Such a type would also have different endianness handling and the resulting buffer
would be garbage.


To fix that issue, I propose to expose the following to userspace:
1. The binary representation type (unsigned long[] in cpumask case).
2. An (ordered list of) semantic type that may or may not be the same as 1.

Type (1) can be used to guarantee correct handling of endianness and a reasonable
default display, while (2) allows any sort of fancy interpretation, all that while preserving
forward compatibility. For cpumask, this would give:
1. unsigned long []
2. bitmask, cpumask

A consumer could know about bitmask as they are likely used in multiple places,
but not about cpumask specifically (e.g. assuming cpumask is a type recently introduced).
Displaying as a list of bits set in the mask would already allow proper formatting, and
knowing it's actually a cpumask can allow fancier behaviors.

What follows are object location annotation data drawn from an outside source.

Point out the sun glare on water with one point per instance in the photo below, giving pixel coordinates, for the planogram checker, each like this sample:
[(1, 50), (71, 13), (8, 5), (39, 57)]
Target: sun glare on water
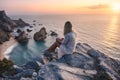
[(116, 7)]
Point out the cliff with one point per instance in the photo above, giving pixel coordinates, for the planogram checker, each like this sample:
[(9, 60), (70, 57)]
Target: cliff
[(84, 64), (7, 25)]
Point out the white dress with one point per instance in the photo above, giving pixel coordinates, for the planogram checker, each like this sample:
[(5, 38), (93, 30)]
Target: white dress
[(68, 45)]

From an event format perspective, this could preserve reasonable backward compat
by simply adding another property:

field:__data_loc unsigned long[] mask; offset:36; size:4; signed:0; semantic_type:bitmask,cpumask;

By default, "semantic_type" would simply have the same value as the normal type.

The problem with the above is that it adds a new field, and I have to check
if that doesn't break existing tooling.

Yes, I was hesitating to propose that as well. I think it would be reasonable to allow for this
sort of extension in man trace.dat in the future but maybe that's something for version 8.
In my implementation I parse that to a map anyway, so unknown properties will simply be ignored.

Another possibility is that I can add parsing to the format that is exposed
to user space and simply s/__cpumask *[]/__cpumask[]/

Which will get rid of the pointer array of cpu masks.

My main concern is if the item size info becomes available in the future as a field property,
we won't be able to make dynamic arrays of opaque types if the array notation is
already taken for single items.

I believe we already have opaque type arrays.

And the current libtraceevent allows for plugins that will override the
print-fmt parsing to allow for the plugin to know how to parse it properly.



So really ideally we want "__data_loc cpumask" and not "__data_loc cpumask[]", as the latter is an
array of cpumasks, and the former a single one. Or maybe something like "__data_loc SINGLE_cpumask[]".

The [] just means that the size is not defined, and that current tools will
parse it correctly, even if it does not know what cpumask is.

An array of cpumask_t is redundant, as it really becomes one bigger
cpumask_t.

It's not. A list of 21 CPU affinity masks in a system with 5 CPUs is definitely not the same thing as one mask
of size 105. Yes they are isomorphic but so is a task's comm (15 char * 7 bits = 105 bits). We are trying to
express what the data represent, not merely the amount of info required to encode them.

Now I'm not saying that we can create such array of cpumasks using dynamic arrays in the current
state of the kernel macro infrastructure, but it's an implementation detail. That should be able to evolve
independently of the data model exposed to userspace.


That format would still be parseable by current userspace tools as an opaque type since SINGLE_cpumask
is a valid C identifier.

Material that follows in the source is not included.